Although the shooting has stopped, Ukraine remains a mess.  While much has happened, little has changed and, if there is a future, it is far in the distance.

Yet still I am hopeful. The Ukrainian people are injured and angry, but they are also intelligent, cultured and—above all things—patient.  They are searching for solutions, not miracles. They want a government that serves them instead of one that oppresses and steals from them.  Their most fervent desire is to live a “normal life” in a “normal country.”

I spent the late 1990’s in Poland and I’ve seen a deeply troubled and dysfunctional society transform itself into an emerging economic power.  We’ve learned lessons and know how to make it happen.

First, Yanukovych must not return.  If the past three months has shown us anything it is that nobody wants him in Ukraine.  Not his erstwhile political allies—28 of his Party of Regions MP’s defected yesterday—not the oligarchs and certainly not the Maidan.  Nobody.  To jail or to exile, but he must go.

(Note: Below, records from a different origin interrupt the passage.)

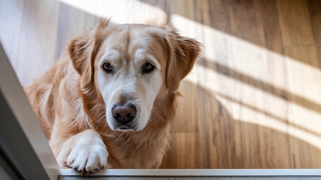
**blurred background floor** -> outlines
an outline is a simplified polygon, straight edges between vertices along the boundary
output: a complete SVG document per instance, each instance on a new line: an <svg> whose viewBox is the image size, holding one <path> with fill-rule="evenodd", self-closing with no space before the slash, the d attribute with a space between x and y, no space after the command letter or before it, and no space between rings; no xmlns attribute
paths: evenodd
<svg viewBox="0 0 321 180"><path fill-rule="evenodd" d="M0 40L24 85L99 16L155 13L205 47L161 168L321 168L321 1L0 0Z"/></svg>

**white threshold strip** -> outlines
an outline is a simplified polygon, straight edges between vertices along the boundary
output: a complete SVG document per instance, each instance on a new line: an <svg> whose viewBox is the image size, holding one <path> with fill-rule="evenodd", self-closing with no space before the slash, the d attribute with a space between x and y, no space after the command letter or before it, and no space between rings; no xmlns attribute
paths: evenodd
<svg viewBox="0 0 321 180"><path fill-rule="evenodd" d="M109 169L82 176L74 169L62 169L58 180L100 179L321 180L321 169Z"/></svg>

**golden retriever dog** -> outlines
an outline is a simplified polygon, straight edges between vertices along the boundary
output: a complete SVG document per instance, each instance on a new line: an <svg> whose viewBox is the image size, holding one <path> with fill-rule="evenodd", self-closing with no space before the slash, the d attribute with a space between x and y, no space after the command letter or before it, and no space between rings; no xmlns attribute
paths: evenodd
<svg viewBox="0 0 321 180"><path fill-rule="evenodd" d="M61 168L157 168L201 45L170 26L108 23L73 38L25 91Z"/></svg>

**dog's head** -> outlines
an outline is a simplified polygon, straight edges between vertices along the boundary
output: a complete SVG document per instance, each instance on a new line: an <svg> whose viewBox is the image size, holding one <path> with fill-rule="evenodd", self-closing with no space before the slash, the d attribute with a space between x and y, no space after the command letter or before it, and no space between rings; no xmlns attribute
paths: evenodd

Second, is greater integration with Europe.  That doesn’t have to mean a split from Russia, but as anyone who saw the vast corruption, intolerance and incompetence on display at the Olympics in Sochi could tell you, Putin’s way is not the way forward.

Integration with Europe in not a mere matter of changing alliances, the ascension process itself is essential to progress. The reforms needed in Ukraine are almost beyond comprehension. Think about the much needed tax reform process in the US—already stalled for years—and then multiply that by a thousand.

Virtually every aspect of public life—from the judiciary, to the civil code to the very structure of the government itself—needs to be transformed.  Each reform will bring concentrated losses to an entrenched set of special interests and diffuse benefits to the general public. Even the most educated electorate couldn’t hope to keep track.

However, EU ascension requirements play the role of a valuable shorthand.  It’s binary.  Either the government is fulfilling its obligations or it isn’t.  We should remember it wasn’t a heroic leader that brought Poland into modern prosperity but a fairly boring former communist apparatchik.

Lastly, Ukraine will need financial assistance.  Although the amount of money involved will not be enormous, there will still be complicated issues.  Previous aid packages ended up in Swiss bank accounts, so strict controls will be essential.  However, Putin will be happy to offer billions with few strings attached, except personal loyalty and a rejection of the EU.

So the story is far from over.  I would give Ukraine no better than a 50/50 shot and I’m an optimist.  In truth, with so much that needs to be done, so many competing interests and a dizzying array of moving parts, nobody can say for sure what the future holds for Ukraine.

The only thing that is certain is that the Maidan still stands, it's watching and, if betrayed, it will surely rise up again.

Update: The Ukrainian Parliament has voted unanimously (328-0) to impeach President Yanukovych. It appears that Parliament will run the country until new presidential elections are held in three months. The EU is expected to appoint a special envoy soon.